One of the problems in pharma is a shortage of relevance. Predictive personalisation does not require more content to be created; it requires the right content to be surfaced from what already exists, at the moment when an HCP is most likely to act on it. 

Governance requirements

  • Model cards and data lineage — documented records of what data trained the model, what it was designed to predict, and how its performance is monitored over time.

  • Bias audits — regular testing to ensure propensity models do not systematically disadvantage HCP segments based on specialty, geography, or demographic characteristics.

  • Human-in-the-loop review — AI recommendations reviewed by human experts before deployment, particularly for content that intersects with promotional or scientific claims.

  • Consent-aware data flows — architecture that enforces purpose limitation at design time, ensuring promotional and scientific data streams remain appropriately separated.

Most common failure

Organisations invest in predictive modelling platforms before they have unified the Level 1 taxonomy or built the Level 2 data integration layer. The result is a model trained on incomplete, inconsistent data, producing recommendations that the field team does not trust and the MLR team cannot approve. The fix is building the foundation before the model is ever trained.

Conclusion: HCP personalisation as a competitive infrastructure

The case for HCP personalisation has never been stronger, and the gap between that case and what most organisations have actually built has never been more visible. 

Global healthcare advertising spend is projected to grow from $44.56 billion in 2025 to $67.87 billion by 2033. significant share of that investment will flow towards digital HCP engagement. The question is whether that investment will land on a foundation capable of making it work.

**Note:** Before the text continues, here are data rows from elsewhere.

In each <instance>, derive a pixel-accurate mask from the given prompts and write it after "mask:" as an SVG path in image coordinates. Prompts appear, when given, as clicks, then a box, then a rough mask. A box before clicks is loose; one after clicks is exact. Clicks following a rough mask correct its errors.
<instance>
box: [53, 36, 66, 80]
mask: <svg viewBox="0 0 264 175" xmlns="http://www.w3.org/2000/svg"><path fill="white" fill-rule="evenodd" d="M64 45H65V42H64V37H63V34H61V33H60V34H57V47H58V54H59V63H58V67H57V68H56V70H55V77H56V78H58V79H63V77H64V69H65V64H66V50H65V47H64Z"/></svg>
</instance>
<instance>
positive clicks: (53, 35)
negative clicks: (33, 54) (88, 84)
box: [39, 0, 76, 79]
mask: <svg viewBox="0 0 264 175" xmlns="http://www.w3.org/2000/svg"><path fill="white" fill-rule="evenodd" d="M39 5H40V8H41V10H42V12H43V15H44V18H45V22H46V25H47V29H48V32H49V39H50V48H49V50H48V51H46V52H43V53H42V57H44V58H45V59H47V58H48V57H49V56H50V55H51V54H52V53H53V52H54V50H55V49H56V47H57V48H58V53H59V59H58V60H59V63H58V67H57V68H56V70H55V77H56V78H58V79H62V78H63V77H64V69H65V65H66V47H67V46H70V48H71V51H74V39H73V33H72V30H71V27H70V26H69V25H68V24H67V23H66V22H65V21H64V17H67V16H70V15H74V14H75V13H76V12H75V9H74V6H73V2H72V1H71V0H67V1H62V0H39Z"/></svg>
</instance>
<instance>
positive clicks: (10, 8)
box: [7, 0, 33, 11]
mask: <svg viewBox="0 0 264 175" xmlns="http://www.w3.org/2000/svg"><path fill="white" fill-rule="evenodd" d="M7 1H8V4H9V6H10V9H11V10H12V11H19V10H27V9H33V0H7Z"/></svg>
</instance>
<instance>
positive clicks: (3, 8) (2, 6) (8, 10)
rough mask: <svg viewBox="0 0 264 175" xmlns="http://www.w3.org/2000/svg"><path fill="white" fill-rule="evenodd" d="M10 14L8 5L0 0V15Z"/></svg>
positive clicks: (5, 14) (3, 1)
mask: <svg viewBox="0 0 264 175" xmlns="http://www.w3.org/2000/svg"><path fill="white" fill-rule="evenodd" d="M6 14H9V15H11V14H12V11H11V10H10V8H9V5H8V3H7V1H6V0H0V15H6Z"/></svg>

  • 65% of pharma marketers are investing in AI-driven analytics for personalised HCP interactions, yet fewer than 205 of HCPs feel personally engaged.

  • 97% of biopharma leaders say omnichannel personalisation is critical; only 10% have integrated data platforms to support it.

  • 80% of HCPs still report receiving generic, impersonal communications from pharma; the execution gap has not closed despite years of investment.

HCP personalisation is becoming infrastructure in the same way that having a portal at all was once a differentiator and is now a baseline expectation.